Ayşe: Amfi konusunda çok fazla sıkıntı çekiyoruz. Çok fazla seçme imkanımız olmuyor. Sahnede genelde marshall kullanıyorum. Ama hayalimde bir peavey 5150'nin yeni sürümü var. Gitar olarak Gibson les paulleri çok seviyorum. Gitaristlere gelince herhangi bir virtüözü takip etmiyorum. Bir enstrümanı çok iyi çalmakla grup içinde çalmak çok farklı şeyler.
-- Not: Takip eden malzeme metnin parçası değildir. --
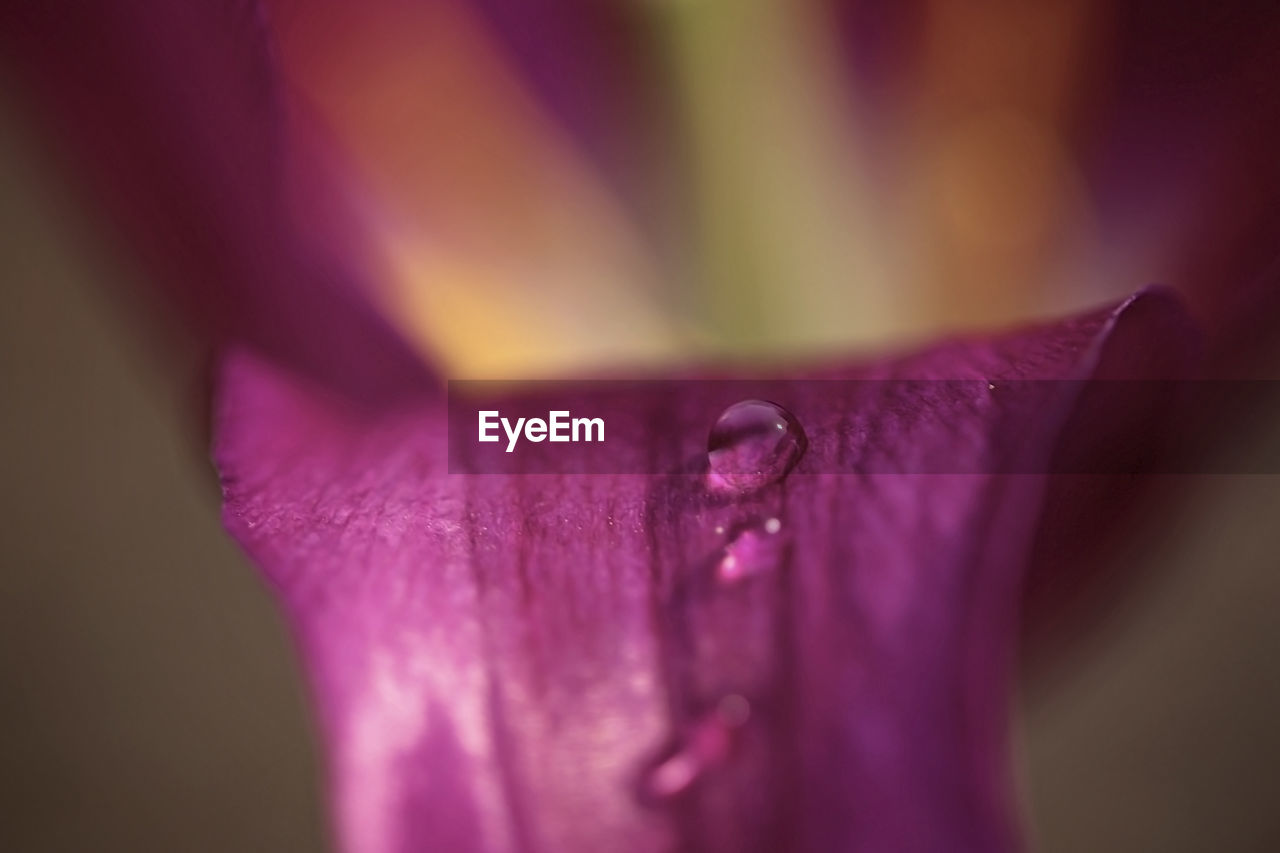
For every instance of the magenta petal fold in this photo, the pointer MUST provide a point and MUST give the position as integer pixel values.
(501, 662)
(176, 126)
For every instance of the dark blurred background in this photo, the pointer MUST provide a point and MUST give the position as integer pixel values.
(150, 699)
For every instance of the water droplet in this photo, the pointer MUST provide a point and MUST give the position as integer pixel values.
(753, 551)
(752, 445)
(707, 744)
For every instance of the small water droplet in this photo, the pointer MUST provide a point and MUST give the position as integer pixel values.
(753, 551)
(707, 744)
(752, 445)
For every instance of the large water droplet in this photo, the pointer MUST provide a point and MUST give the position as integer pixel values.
(753, 551)
(707, 744)
(752, 445)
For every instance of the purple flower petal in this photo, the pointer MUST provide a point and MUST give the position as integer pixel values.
(519, 662)
(172, 119)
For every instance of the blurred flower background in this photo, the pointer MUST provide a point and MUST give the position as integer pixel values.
(558, 187)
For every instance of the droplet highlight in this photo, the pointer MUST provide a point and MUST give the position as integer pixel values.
(708, 743)
(752, 445)
(753, 551)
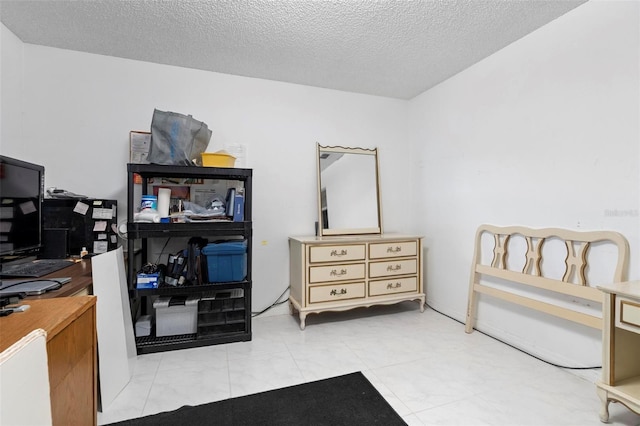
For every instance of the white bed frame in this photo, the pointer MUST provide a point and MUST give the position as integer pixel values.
(573, 283)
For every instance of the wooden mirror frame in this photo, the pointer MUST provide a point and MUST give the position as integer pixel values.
(366, 176)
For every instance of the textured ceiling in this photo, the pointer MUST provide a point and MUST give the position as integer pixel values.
(389, 48)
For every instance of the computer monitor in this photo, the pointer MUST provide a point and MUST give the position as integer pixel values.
(21, 195)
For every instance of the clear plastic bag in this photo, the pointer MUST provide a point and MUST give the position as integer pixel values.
(177, 139)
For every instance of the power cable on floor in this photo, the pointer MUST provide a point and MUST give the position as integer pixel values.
(514, 347)
(273, 305)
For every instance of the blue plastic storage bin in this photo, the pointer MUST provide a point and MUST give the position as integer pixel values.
(226, 261)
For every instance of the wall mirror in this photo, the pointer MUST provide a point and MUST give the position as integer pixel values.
(348, 191)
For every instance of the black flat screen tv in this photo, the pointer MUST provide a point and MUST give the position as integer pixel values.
(21, 196)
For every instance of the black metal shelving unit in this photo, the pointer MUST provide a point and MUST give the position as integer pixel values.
(224, 311)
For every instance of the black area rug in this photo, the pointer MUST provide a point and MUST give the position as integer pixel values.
(344, 400)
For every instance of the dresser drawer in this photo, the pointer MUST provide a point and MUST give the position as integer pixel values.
(398, 285)
(397, 249)
(393, 267)
(336, 292)
(628, 314)
(345, 272)
(339, 253)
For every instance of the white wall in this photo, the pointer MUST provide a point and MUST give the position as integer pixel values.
(544, 133)
(78, 109)
(11, 82)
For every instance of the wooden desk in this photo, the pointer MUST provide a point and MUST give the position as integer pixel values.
(621, 346)
(70, 323)
(81, 281)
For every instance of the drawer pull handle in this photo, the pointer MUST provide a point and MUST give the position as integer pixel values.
(337, 253)
(335, 273)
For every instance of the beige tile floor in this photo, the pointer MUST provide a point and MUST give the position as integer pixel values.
(424, 364)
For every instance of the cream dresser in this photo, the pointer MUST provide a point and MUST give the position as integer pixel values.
(346, 272)
(621, 347)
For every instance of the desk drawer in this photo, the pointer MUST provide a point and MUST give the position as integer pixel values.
(397, 249)
(393, 267)
(338, 253)
(346, 272)
(398, 285)
(336, 292)
(628, 314)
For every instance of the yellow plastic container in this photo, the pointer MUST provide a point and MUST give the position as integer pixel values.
(218, 159)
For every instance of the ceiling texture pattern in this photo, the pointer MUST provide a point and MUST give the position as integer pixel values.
(395, 49)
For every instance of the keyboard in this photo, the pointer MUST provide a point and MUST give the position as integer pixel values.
(35, 268)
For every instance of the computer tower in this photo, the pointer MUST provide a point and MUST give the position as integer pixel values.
(89, 222)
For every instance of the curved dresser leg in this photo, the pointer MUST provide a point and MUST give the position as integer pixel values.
(604, 407)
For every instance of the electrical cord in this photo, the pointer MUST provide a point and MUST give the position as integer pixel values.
(514, 347)
(277, 302)
(19, 282)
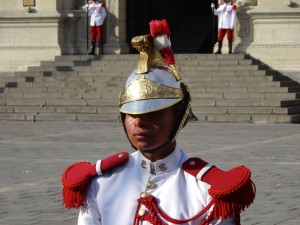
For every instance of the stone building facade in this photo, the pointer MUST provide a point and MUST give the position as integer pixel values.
(268, 30)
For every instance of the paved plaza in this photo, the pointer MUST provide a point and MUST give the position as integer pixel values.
(34, 155)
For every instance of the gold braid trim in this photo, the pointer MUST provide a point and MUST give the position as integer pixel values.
(143, 89)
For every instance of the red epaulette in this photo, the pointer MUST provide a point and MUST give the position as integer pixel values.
(232, 191)
(77, 177)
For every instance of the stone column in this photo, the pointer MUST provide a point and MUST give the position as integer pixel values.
(276, 39)
(116, 28)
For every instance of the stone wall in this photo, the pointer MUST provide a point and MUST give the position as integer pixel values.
(269, 30)
(29, 35)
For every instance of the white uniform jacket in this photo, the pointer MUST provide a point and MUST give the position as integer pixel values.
(227, 14)
(97, 12)
(112, 197)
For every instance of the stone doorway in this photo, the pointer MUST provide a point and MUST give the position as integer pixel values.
(191, 22)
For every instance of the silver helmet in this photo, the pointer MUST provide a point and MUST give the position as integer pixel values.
(155, 84)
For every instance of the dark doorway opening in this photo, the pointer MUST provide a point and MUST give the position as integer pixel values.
(192, 24)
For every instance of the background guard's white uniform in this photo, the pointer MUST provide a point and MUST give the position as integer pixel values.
(112, 198)
(227, 13)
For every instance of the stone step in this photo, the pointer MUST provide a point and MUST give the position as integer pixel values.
(225, 88)
(254, 118)
(103, 117)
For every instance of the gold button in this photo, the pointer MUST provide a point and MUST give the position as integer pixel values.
(150, 185)
(141, 212)
(144, 194)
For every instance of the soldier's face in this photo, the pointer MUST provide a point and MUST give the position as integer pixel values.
(150, 130)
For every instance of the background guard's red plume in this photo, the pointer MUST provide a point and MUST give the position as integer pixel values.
(160, 32)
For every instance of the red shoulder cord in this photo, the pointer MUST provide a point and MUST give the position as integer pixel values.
(152, 216)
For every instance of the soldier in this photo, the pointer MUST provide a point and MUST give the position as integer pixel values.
(227, 12)
(97, 12)
(158, 183)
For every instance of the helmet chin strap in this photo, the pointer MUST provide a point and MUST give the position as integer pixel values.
(152, 150)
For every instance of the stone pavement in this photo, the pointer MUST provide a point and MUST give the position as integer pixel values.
(33, 156)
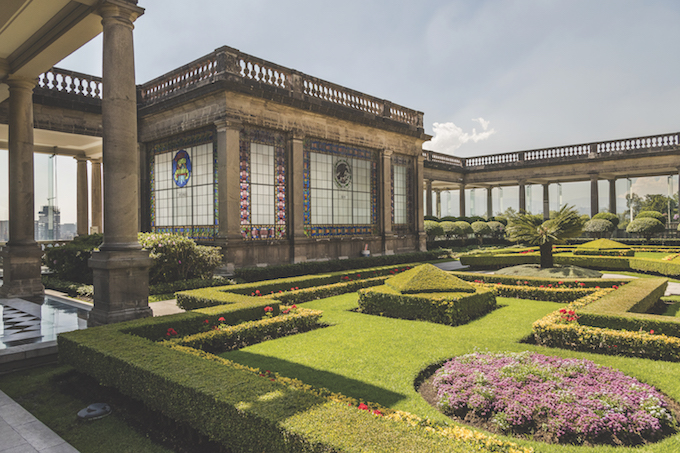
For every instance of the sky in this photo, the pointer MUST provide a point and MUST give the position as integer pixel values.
(490, 76)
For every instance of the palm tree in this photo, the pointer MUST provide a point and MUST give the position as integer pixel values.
(534, 230)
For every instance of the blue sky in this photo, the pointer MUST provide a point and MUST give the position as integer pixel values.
(491, 76)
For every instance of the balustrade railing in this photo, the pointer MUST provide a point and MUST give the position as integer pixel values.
(226, 62)
(659, 142)
(71, 82)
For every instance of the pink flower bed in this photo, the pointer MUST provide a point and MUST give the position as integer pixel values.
(566, 400)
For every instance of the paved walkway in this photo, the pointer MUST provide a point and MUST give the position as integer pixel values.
(21, 432)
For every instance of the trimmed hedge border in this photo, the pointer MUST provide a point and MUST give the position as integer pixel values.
(443, 308)
(243, 408)
(293, 290)
(254, 274)
(617, 332)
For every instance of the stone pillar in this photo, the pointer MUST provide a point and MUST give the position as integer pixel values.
(489, 203)
(428, 197)
(419, 217)
(82, 221)
(96, 202)
(22, 255)
(296, 206)
(522, 197)
(386, 202)
(594, 196)
(120, 267)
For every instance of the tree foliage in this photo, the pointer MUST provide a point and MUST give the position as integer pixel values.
(532, 230)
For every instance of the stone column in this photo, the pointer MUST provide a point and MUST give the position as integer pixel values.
(594, 195)
(522, 197)
(386, 201)
(612, 196)
(428, 197)
(82, 220)
(120, 267)
(96, 202)
(489, 203)
(419, 217)
(22, 255)
(296, 201)
(546, 201)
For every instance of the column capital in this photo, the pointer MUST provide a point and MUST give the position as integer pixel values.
(120, 10)
(227, 123)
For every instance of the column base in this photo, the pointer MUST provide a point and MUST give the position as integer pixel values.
(21, 271)
(121, 286)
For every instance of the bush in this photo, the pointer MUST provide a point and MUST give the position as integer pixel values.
(178, 258)
(651, 215)
(645, 227)
(448, 228)
(599, 227)
(613, 218)
(69, 262)
(480, 229)
(443, 308)
(433, 229)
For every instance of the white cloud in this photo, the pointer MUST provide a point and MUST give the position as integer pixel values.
(448, 137)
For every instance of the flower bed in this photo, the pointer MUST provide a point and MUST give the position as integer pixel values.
(554, 399)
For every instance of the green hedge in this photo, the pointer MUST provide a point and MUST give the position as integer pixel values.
(244, 409)
(254, 274)
(247, 333)
(290, 290)
(605, 326)
(443, 308)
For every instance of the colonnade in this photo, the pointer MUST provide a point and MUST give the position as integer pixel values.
(120, 267)
(433, 205)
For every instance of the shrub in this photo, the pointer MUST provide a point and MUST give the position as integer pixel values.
(651, 215)
(645, 227)
(69, 262)
(599, 227)
(178, 258)
(497, 228)
(613, 218)
(480, 229)
(449, 228)
(433, 229)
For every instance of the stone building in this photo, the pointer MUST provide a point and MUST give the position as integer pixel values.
(276, 166)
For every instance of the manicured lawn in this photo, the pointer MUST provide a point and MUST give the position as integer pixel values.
(377, 359)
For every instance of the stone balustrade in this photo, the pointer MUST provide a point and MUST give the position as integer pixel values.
(71, 82)
(226, 62)
(663, 142)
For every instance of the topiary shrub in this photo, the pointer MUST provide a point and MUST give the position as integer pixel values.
(599, 227)
(178, 258)
(497, 228)
(645, 227)
(652, 215)
(448, 228)
(433, 229)
(613, 218)
(69, 262)
(480, 229)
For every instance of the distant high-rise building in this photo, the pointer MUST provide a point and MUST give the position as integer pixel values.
(49, 219)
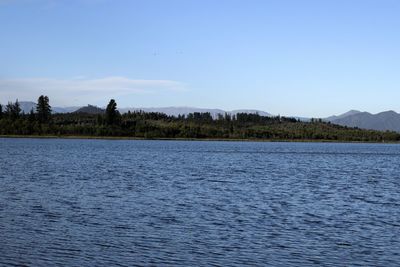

O yüzden bir grubu dinlerken genelde enstrümanların o müziğe teker teker ne kattıklarına ve hangi noktada buluştuklarına bakıyorum.

Ayça: Ben musicman sterling kullanıyorum, daha önce hiç bu kadar rahat bir bass kullanmamıştım çok memnunum. Amfi olarak kayıtlarda ve sahnede iyi sonuç veren ampeg modellerini tercih ediyorum. Victor Wooten'ı çok severim, sonra Stuart Zender, Rhonda Smith var sevdiğim basçılardan. Daha çok funk bass dinlemeyi seviyorum ama Gail Ann Dorsey'de favorilerimdendir.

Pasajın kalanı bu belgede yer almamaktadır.